Living with arthritis can be one of the most painful experiences. Arthritis can be disruptive for a good quality of life. It affects almost all activities ranging from jobs to relationships and even daily tasks.
In extreme cases of arthritis, even seemingly simple tasks like cooking or changing your clothes might be exhausting. If you or someone you know has arthritis, it's essential to take a lot of care of your condition to relieve pain, improve function, and cope with all the emotions it presents.
Arthritis management consists of many parts. You will need to take regular medication prescribed by your doctor and have an active lifestyle consisting of special exercises to live better with arthritis. Losing weight, eating healthy and massaging your joints are great techniques, regardless of the type of arthritis you are suffering from. Other arthritis management tips include using joint protention devices and have regular self-care activities such as acupressure and physical therapy to give your body a chance to heal.
While all of this is great, it often gets too overwhelming and becomes confusing on the dos and donts of arthritis. Following are some simple tips you can do without feeling overwhelmed for a better life with arthritis.
a. Movement Is Key
If you or someone you know has arthritis, remember that holding nay position for too long will be detrimental for your health. If you are working a desk job or watching something on the television, take a break every 15 minutes to get up, move around, and continue what you were doing. This simple hack will ensure that your joints do not freeze up and hurt when you try moving after working a long stretch of say 2 hours.
b. Plan Ahead
Now that you know you have arthritis, rather than being sad, plan ahead. Think of chores you can eliminate or simplify for a better quality of life. While purchasing clothes, find clothes that do not need ironing. Or rearrange your storage to make reaching out for things easier for you. If you have two floors, remember to stock both levels with supplies that you might need. Stocking both storeys will reduce your need to make frequent trips upstairs or downstairs. Examples include having drinking water, some snacks and cleaning supplies.

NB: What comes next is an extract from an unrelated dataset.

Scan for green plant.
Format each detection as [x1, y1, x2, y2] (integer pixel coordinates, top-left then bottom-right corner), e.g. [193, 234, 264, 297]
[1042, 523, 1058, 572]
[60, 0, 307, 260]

c. Don't Stress Your Joints
If your joints hurt when trying to do some chore such as cleaning or maybe opening a jar, do not just keep at it. When it begins to hurt, your bones are likely rubbing against each other, which means that they are being damaged. At times like these, stop and relieve the pressure. So if opening a jar hurts, do not use your hand or wrist to open it, instead place your palm on the cap of the pot and use your shoulder to open it. Similarly, when opening doors, do not take the pressure on the hand but instead use your shoulder as a lever to open the door. If carrying a box hurts, distribute the weight using both hands or a rucksack to carry things.
d. Use Items To Save Labour
You only have so much energy and strength when living with osteoarthritis or rheumatoid arthritis. So, if you genuinely want to improve your life quality, get adaptative aids or items. For instance, if opening a can is troublesome, get an electric can opener. Reduce scrubbing and get automatic toilet bowl cleaners. Look out for products that will save your time doing tasks that shouldn't take so long or reduce your pain.
e. Don't Be Shy
Don't feel ashamed to call for help. If you try doing everything on your own, it might be a recipe for disaster. Make your needs be known, express how things get hard with arthritis, talk about it to normalize it. If you don't want the family to be involved, get a neighbour or a friend involved to make things easier otherwise, if you can afford to, hire help to assist you with changing a light bulb, grabbing boxes or cleaning up.